Ready for the future with Domain Driven Design
We believe in the Agile principles, where you develop software iteratively and make it better step by step. However, if you are dealing with complex workflows or an organisation with multiple business units, possibly operating in multiple geographic markets, it is better to get the basics right before you think about user stories and user experience. The solution? Domain driven design.
What is Domain Driven Design?
Domain Driven Design helps developing software that closely matches the business or an improved version of it. For this purpose, business experts and software developers describe work processes together, including all explicit and implicit rules and issues that characterize a business domain. This eventually leads to a conceptual description of a domain, with agreements on the terms used. This domain model is separate from the software (database and code), but it will often be used as a base for this. The domain model is also the foundation for further communication about the domain, such as setting requirements.

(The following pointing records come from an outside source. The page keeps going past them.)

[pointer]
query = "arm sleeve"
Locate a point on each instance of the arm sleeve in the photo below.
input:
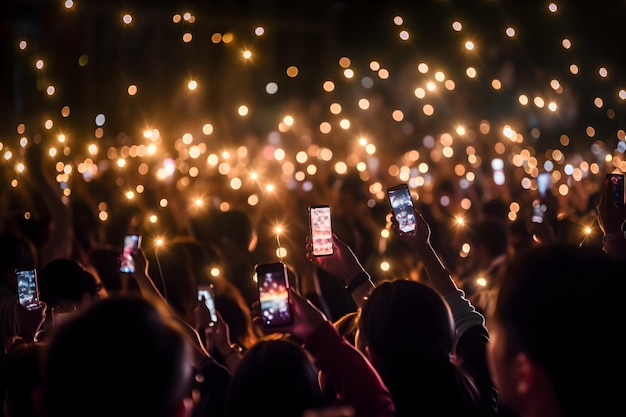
(464, 313)
(351, 376)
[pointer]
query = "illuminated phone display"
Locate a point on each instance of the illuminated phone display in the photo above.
(321, 230)
(131, 247)
(273, 294)
(206, 291)
(402, 207)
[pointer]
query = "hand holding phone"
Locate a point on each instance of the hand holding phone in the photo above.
(543, 184)
(617, 188)
(321, 230)
(27, 288)
(132, 243)
(206, 291)
(539, 210)
(402, 207)
(274, 300)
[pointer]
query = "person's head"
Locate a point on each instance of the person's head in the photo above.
(557, 317)
(275, 377)
(66, 282)
(347, 326)
(403, 318)
(120, 356)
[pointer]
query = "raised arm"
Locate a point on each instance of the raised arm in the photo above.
(419, 241)
(611, 220)
(149, 290)
(465, 315)
(344, 265)
(353, 379)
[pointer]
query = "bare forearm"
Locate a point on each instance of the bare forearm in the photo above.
(438, 274)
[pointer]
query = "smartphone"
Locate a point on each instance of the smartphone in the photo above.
(27, 288)
(321, 230)
(273, 287)
(617, 181)
(206, 291)
(543, 184)
(132, 243)
(539, 210)
(402, 207)
(497, 165)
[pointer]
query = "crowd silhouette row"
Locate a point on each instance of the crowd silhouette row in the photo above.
(525, 324)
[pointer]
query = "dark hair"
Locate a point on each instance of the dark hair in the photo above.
(563, 306)
(121, 356)
(409, 330)
(275, 377)
(66, 280)
(20, 378)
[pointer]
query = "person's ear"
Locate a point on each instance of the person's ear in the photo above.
(183, 407)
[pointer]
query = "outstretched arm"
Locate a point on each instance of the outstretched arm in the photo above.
(344, 265)
(149, 290)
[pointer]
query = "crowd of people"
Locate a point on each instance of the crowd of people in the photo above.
(520, 324)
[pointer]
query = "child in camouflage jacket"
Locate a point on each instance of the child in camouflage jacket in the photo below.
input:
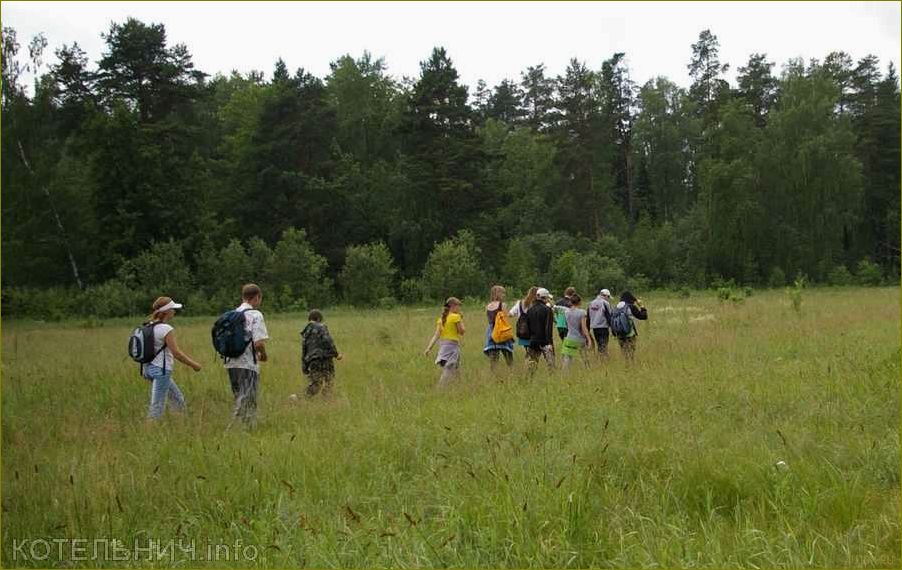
(317, 351)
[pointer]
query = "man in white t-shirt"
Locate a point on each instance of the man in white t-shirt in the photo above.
(244, 370)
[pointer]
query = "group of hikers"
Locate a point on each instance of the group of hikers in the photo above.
(240, 335)
(537, 316)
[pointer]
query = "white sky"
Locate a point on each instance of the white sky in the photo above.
(488, 40)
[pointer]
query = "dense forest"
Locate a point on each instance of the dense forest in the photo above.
(140, 175)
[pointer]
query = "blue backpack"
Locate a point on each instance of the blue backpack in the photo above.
(621, 324)
(230, 339)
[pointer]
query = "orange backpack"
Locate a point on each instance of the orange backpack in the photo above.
(502, 330)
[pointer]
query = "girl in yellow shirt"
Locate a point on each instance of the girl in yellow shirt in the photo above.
(448, 330)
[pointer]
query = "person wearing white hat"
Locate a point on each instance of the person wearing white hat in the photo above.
(159, 370)
(540, 317)
(600, 320)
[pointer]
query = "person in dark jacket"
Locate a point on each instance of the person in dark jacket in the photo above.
(317, 351)
(540, 317)
(634, 310)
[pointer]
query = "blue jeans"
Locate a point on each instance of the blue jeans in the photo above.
(162, 386)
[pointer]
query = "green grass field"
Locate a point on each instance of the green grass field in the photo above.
(671, 462)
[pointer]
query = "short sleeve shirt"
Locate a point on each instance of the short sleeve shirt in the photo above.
(256, 329)
(575, 318)
(164, 358)
(449, 330)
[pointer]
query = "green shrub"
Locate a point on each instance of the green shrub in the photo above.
(839, 276)
(116, 299)
(387, 303)
(453, 269)
(776, 278)
(725, 293)
(868, 273)
(637, 283)
(519, 266)
(368, 274)
(568, 270)
(296, 272)
(160, 270)
(795, 293)
(604, 272)
(44, 304)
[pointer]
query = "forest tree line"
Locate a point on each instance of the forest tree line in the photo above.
(139, 173)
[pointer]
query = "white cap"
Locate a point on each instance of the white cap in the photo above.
(168, 307)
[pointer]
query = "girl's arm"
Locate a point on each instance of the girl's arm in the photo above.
(438, 330)
(173, 347)
(590, 340)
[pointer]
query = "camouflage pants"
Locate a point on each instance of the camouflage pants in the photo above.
(320, 374)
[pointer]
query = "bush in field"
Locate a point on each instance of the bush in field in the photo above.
(519, 267)
(839, 276)
(604, 272)
(868, 273)
(159, 270)
(260, 256)
(46, 304)
(776, 278)
(453, 269)
(568, 270)
(411, 290)
(115, 299)
(223, 272)
(637, 283)
(368, 274)
(297, 272)
(795, 292)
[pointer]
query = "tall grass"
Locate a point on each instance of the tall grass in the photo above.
(670, 462)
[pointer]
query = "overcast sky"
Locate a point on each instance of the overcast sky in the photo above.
(487, 40)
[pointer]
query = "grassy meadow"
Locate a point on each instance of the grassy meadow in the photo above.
(671, 462)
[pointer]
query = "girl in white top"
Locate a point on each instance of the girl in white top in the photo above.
(159, 370)
(520, 308)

It starts with the business
Domain Driven Design is not so much a technical approach, but rather process-oriented. It all starts with listening to, discussing and understanding the way the business works or wants to work. The business and software developers need to understand each other, just like the employees within the organizations. By discussing the issues the business is dealing with, you get an unambiguous mutual understanding step by step.
Ubiquitous language
It is important that all employees, stakeholders, developers, project managers and so on use the same words for the same things. Therefore, you develop a language together that everyone understands and that everyone uses for the same purposes. This is called ubiquitous language. This leads to a conceptual scheme, containing all words specific to a certain domain and the description of entities and their relationships and rules. It is intended that ubiquitous language is used for all forms of communication (user stories, meetings, emails, technical documentation, planning, etc.).
From dictionary to code
The terms and definitions from the dictionary are being used in the code for the domain model. In this layer of the software you translate the business concepts and rules to entities, value objects, aggregates, behaviour, services, etc. Later, you are able to build the front-end solution on top of this layer. This way, the front-end solutions will be more consistent, stable and easier to maintain because of the way of working and the structure. Furthermore, all business rules are in one place, which is very useful is you want to change certain matters later.
Multiple models for bigger organizations
Larger organizations tend to have multiple domains. Even in this case, Domain Driven Design is easy to apply, since you can develop models for different domains within an organization. These models and developed applications then each have their own focus and language. In Domain Driven Design this is called “bounded context”. Next, you can integrate these applications externally and internally through API’s. This way, you make sure your applications fit the business domains they have to support.
When is DDD suitable
It goes without saying that it takes time and money to research how the business works. Domain Driven Design is useful if the business processes are complex or if they tend to become complex. Even when the business is expecting a lot of changes, but isn’t quite sure what kind of changes, you build a solid base for future solutions. In this case, the effort you deliver at the beginning of the process will pay back later. Software that doesn’t provide what the business wants or needs, or that doesn’t grow with changes, will cost more eventually.